Seeing the Signs: Death of a Marriage

Photograph by Matthew Henry

That girl with her dead eyes and her fake smile and her countless scars. ~ Unknown

When do you realize that the marriage is over? What are the signs and are they clear to you? Along the way, with the best of intentions, you decide there are things with which you can live. You tell yourself, “Nobody is perfect.” You then turn your focus to the children. They will help to fill the void in your heart, helping you to mask and defer your attention from your pain. At least for now.
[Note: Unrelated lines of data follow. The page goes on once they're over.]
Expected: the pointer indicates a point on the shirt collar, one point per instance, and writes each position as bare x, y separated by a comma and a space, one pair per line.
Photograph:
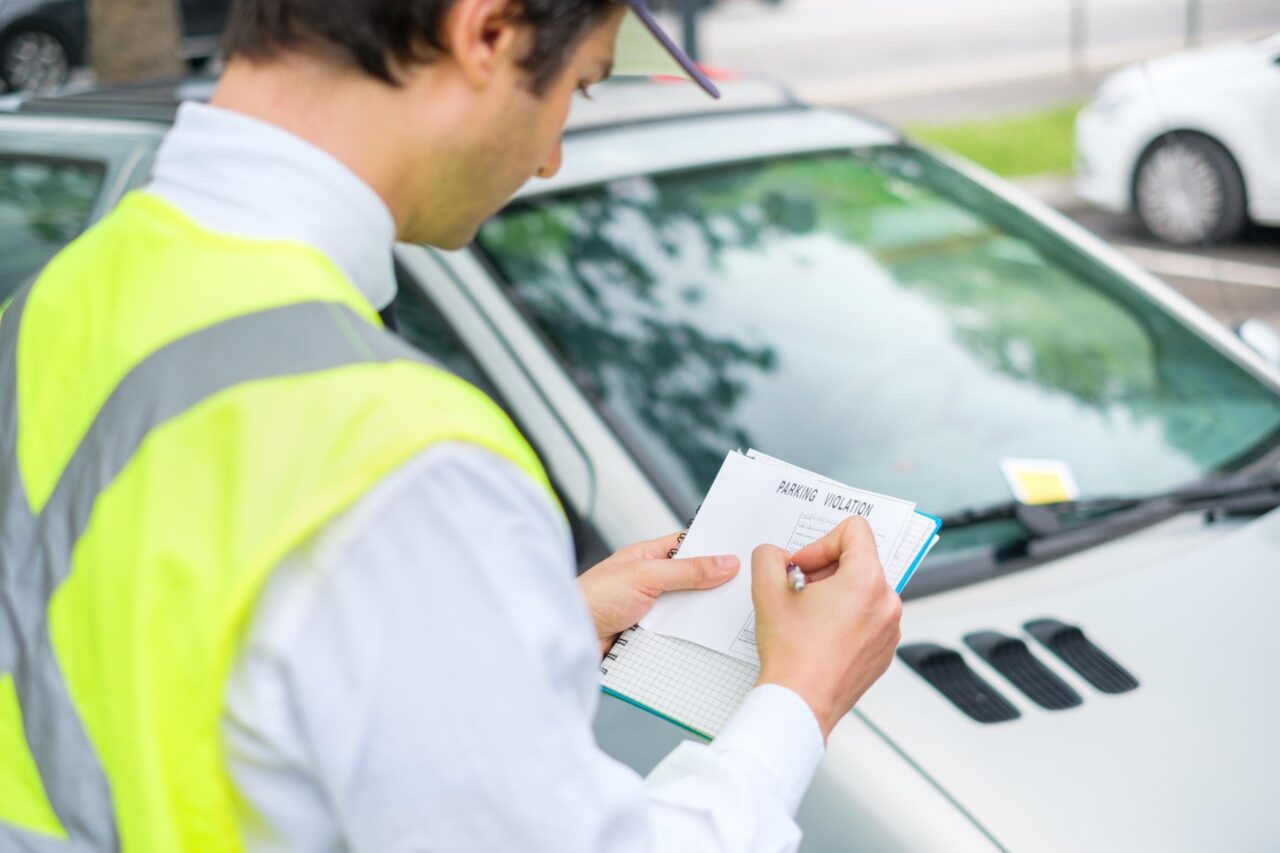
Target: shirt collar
238, 176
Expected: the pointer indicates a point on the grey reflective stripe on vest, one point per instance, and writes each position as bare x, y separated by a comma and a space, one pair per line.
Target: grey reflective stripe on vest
35, 552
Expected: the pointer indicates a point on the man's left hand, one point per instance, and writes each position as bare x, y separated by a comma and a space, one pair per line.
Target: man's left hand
621, 589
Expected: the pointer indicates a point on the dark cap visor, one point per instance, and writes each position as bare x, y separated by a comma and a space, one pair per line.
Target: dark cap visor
690, 68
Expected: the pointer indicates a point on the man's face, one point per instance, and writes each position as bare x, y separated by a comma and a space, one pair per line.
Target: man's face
511, 136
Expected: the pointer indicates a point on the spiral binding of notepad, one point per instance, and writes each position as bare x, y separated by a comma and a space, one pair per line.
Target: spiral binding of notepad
699, 688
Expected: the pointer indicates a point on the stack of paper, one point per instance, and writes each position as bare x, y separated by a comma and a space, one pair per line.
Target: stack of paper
693, 658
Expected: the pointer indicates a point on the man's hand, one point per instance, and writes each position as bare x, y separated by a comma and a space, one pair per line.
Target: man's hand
833, 638
621, 589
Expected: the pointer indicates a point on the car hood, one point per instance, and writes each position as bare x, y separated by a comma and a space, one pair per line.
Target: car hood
1187, 761
1211, 63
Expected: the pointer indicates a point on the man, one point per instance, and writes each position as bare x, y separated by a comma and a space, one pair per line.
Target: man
270, 580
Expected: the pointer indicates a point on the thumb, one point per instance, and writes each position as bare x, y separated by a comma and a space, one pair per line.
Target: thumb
689, 573
768, 573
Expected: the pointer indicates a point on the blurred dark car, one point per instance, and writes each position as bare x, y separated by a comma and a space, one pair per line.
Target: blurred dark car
41, 41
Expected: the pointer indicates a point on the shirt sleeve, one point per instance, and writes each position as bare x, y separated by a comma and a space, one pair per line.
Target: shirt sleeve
423, 676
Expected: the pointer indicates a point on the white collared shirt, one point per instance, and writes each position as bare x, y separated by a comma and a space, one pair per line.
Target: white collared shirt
421, 675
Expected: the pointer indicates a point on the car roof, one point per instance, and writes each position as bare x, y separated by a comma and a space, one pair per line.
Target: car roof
617, 103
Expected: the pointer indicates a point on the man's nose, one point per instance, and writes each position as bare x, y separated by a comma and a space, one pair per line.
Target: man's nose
551, 165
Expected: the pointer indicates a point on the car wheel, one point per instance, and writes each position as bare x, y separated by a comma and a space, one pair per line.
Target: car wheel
1188, 190
33, 60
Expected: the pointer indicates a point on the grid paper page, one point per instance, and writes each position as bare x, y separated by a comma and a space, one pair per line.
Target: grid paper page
700, 688
684, 682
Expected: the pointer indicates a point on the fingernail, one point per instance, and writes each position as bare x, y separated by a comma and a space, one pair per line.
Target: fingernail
726, 562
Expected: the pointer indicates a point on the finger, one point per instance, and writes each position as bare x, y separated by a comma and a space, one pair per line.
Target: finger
691, 573
851, 538
768, 573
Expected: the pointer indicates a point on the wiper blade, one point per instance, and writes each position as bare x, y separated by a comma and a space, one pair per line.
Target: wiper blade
1244, 495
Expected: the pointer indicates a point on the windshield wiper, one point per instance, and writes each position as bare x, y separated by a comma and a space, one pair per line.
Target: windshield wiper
1248, 495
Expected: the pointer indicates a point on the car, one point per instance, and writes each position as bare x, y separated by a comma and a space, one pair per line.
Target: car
759, 273
41, 41
1187, 142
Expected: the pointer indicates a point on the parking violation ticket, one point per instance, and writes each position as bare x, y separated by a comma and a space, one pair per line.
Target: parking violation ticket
759, 500
693, 658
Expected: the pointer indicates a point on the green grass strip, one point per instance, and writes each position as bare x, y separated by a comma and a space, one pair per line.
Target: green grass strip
1023, 145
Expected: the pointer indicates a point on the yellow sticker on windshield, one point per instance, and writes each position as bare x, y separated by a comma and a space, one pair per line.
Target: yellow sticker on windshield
1040, 480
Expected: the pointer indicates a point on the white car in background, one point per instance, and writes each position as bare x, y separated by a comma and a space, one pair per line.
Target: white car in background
1191, 142
1092, 676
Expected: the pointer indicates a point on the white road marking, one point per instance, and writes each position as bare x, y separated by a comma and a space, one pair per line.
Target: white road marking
1201, 268
991, 71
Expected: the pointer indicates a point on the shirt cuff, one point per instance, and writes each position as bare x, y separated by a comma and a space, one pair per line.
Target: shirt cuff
777, 729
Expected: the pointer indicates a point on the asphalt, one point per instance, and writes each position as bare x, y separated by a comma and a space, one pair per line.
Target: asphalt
1233, 282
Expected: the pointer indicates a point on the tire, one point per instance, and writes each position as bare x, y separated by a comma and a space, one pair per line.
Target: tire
33, 60
1187, 191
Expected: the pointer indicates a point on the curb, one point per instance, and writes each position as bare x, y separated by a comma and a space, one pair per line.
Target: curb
1054, 190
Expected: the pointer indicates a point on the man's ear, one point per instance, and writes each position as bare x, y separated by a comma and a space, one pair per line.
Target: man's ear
483, 36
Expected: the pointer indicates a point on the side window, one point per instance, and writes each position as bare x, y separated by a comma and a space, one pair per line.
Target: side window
421, 324
44, 204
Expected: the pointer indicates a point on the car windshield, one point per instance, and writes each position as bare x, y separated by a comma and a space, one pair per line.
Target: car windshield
876, 316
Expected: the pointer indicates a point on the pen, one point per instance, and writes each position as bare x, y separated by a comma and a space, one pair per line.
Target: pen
795, 576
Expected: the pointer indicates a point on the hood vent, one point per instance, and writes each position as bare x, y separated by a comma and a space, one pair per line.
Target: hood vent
1011, 658
1075, 649
952, 678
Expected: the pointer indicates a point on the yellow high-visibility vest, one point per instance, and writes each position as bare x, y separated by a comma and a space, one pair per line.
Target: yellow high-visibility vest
178, 411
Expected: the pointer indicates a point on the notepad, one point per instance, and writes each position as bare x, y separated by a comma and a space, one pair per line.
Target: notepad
693, 658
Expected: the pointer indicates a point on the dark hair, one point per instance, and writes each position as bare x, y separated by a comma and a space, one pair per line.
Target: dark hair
373, 32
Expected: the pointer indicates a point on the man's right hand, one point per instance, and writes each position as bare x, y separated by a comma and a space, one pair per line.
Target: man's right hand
832, 639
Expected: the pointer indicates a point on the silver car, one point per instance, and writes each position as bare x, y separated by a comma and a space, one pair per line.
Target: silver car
1096, 675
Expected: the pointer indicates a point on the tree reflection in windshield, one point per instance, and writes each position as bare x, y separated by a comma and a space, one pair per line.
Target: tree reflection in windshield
874, 316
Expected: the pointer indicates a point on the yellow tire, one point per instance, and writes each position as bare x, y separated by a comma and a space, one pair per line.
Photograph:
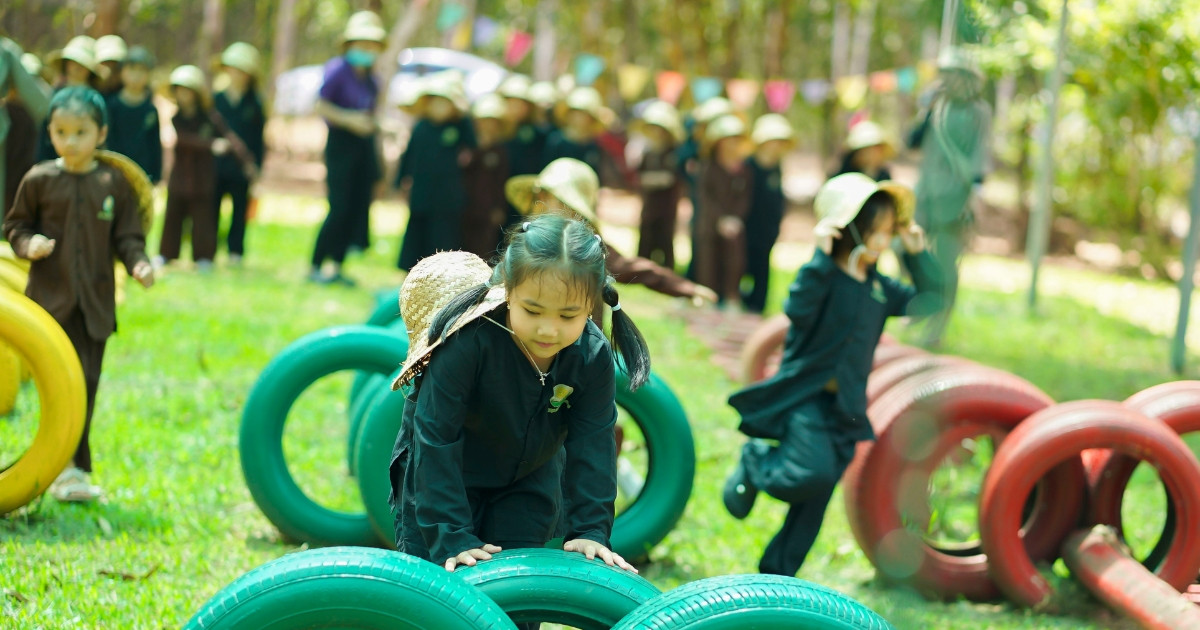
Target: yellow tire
13, 277
58, 376
10, 378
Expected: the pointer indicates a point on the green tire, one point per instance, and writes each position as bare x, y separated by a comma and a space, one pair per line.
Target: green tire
261, 441
637, 528
672, 467
556, 586
349, 587
759, 601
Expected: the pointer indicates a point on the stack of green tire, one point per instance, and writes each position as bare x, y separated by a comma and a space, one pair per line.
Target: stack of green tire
369, 589
375, 352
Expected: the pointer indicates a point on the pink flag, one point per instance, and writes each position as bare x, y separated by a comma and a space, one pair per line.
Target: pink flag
520, 43
743, 93
670, 85
779, 94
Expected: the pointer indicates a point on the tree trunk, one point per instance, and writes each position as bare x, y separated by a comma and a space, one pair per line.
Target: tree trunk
211, 34
108, 17
285, 46
544, 43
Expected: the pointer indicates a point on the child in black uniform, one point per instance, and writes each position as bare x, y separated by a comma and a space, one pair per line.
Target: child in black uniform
816, 405
521, 376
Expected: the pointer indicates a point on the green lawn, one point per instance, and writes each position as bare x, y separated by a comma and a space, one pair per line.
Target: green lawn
178, 523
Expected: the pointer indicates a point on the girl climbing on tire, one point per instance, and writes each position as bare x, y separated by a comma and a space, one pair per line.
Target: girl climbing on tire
508, 427
816, 405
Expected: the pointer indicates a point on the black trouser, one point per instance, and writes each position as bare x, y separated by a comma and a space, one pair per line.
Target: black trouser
803, 471
351, 171
238, 189
91, 357
759, 269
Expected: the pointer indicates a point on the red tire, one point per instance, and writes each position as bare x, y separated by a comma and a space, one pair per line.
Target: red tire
763, 349
892, 352
918, 424
894, 372
1177, 405
1056, 436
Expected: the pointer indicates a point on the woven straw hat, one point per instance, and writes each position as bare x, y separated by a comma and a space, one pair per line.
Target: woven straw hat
712, 109
868, 133
841, 198
664, 114
243, 57
516, 87
489, 106
772, 127
571, 181
143, 191
429, 287
190, 77
364, 27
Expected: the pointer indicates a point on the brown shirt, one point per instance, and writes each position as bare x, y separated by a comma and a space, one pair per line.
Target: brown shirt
91, 217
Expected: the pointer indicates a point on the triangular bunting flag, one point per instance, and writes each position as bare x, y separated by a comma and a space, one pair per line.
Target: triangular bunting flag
520, 43
588, 69
485, 30
631, 79
705, 88
883, 82
906, 79
670, 85
779, 94
742, 93
815, 91
851, 91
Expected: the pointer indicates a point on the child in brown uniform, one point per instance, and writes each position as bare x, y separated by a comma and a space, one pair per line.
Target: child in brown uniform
71, 216
659, 183
191, 185
484, 177
719, 247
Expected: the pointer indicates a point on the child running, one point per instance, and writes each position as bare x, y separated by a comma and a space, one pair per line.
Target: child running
816, 405
71, 216
505, 375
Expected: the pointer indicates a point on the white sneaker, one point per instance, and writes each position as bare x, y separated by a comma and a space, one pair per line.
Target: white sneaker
75, 486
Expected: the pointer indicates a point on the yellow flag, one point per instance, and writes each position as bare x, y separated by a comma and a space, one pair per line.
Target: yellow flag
631, 79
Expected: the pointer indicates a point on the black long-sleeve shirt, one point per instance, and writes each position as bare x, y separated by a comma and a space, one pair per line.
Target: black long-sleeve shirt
481, 419
835, 324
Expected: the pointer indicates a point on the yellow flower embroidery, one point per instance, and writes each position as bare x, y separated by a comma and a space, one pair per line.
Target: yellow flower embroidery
559, 397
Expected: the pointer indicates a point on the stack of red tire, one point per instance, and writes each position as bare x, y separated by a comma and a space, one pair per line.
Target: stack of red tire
1057, 469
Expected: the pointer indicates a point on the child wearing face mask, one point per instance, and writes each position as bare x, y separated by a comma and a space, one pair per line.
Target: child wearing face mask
508, 431
816, 405
431, 169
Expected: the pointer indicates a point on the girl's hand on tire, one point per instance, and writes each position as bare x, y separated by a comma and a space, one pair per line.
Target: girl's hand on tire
469, 557
594, 550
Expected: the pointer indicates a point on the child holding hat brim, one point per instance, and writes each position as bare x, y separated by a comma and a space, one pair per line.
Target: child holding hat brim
773, 138
347, 101
241, 108
816, 405
659, 183
431, 169
484, 175
569, 187
868, 151
719, 247
582, 118
133, 119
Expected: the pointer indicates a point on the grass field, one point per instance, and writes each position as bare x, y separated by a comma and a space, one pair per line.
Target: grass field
178, 522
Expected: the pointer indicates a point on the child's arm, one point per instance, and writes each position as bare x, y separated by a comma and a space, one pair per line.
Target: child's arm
129, 239
443, 514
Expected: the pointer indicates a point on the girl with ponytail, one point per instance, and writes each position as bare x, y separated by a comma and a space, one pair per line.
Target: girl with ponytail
508, 435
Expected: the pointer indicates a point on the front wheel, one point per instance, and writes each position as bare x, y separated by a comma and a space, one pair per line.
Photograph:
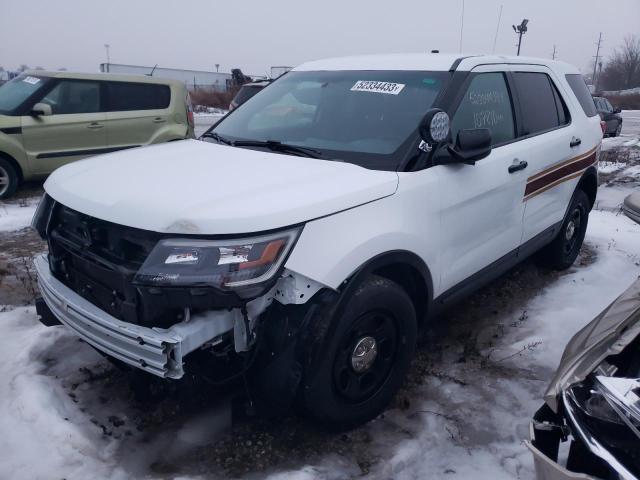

Early Forecast – The Signs

It’s easier to look back after a marriage has ended and seen the red flags or tell-tell signs of a perfect storm. While in the marriage, it’s not so clear. You married for life, and you expected there would be some hard times. If abuse, neglect or betrayal occurs in the marriage, one can oddly begin to normalize the behavior. You hope it will end, or things will get better. A gradual tearing away at the marriage and your self-image begins. You tell yourself, “I will just focus on the children.”

Cloudy With a Chance of Rain

Suffering abuse, neglect or betrayal in a marriage is living in a constant state of disrespect. If it goes on for years, its effect can be devastating. When subjected to continual contempt and disdain, self-esteem plummets. In your subconscious mind, you begin to believe you don’t deserve respect and continue to tolerate the behavior. If there is any ego strength left at all, you may rise and cry out for respect from time to time. It often goes unanswered and eventually you give up. Again, you remind yourself, “I will just focus on the children.”

Temperatures Below Freezing

The children are now growing up and will soon leave the nest. This awareness can be very unsettling. How will I cope in this marriage when the children have gone? Do I even love my partner anymore? Sexual intimacy, if at all, has become a very detached experience, devoid of emotional connection. You are going through the motions of your life every day, numb. Then comes another instance of abuse – that old, familiar injury. Even for the continually disrespected, there comes a time when enough is enough. You say to yourself, “I will no longer just focus on the children.”

Death of a Marriage

I’ve had the experience of knowing many people who reprimand themselves for not seeing the signs earlier, or for not taking action to leave the marriage sooner than they did. Once the survivor of abuse gains clarity, there is a deep sense of shame and regret for allowing themselves to be treated that way for so long. Their self-esteem is low, but their intuition is speaking more loudly, You deserve better than this. You now begin to focus on yourself.

Brave Hearts. Honor your courage. Honor Your Knowing.